Rita Kramer grew up in the Midwest. After graduation with honors from The University of Chicago she studied English literature at Columbia University and began a career as a free-lance editor for several New York publishing firms. Her writing career has combined topical journalism with books on subjects ranging from the crisis in America’s schools to the drama of resistance in the Second World War. Her articles and reviews have appeared in the New York Times Magazine, the Wall Street Journal, Newsday, the International Herald Tribune, American Heritage, Commentary, The Public Interest, City Journal, The Journal of Military History, and other newspapers and magazines in the U.S. and abroad. She has also published short stories in various literary magazines.

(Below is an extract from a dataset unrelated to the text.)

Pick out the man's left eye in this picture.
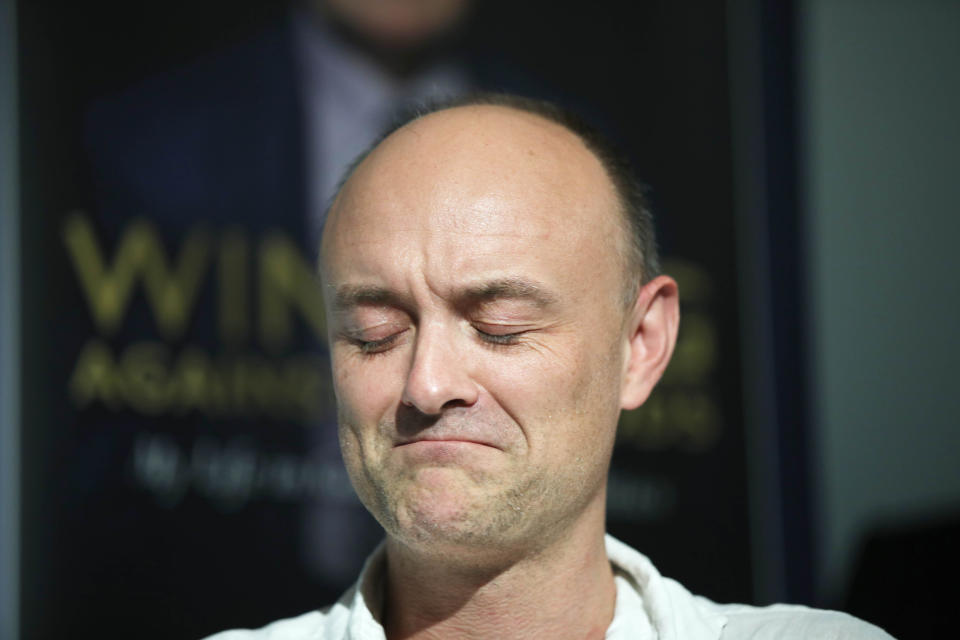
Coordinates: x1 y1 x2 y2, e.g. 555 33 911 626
477 329 526 345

She and her husband traveled extensively in Europe in the nineteen-seventies and eighties and on one of their trips driving through France they came across the Natzweiler concentration camp in Alsace, the ultimate destination of thousands of men who had struggled against the Nazis--and of four women who been brought there to end their lives. It was that discovery that led her to what she describes as “a project I never would have undertaken if I had known the Byzantine complexity it entailed--but I would have missed the most enthralling subject I ever dealt with.”

The result was Flames in the Field: The Story of Four SOE Agents in Occupied France, which went beyond the telling of the fate of its four heroines to the story of the secret organization to which they belonged, and the panorama of resistance and betrayal that underlay it.

Kramer’s latest book, When Morning Comes, her first novel, draws on her skills as a biographer, a historian, a social critic, and a lover of fiction.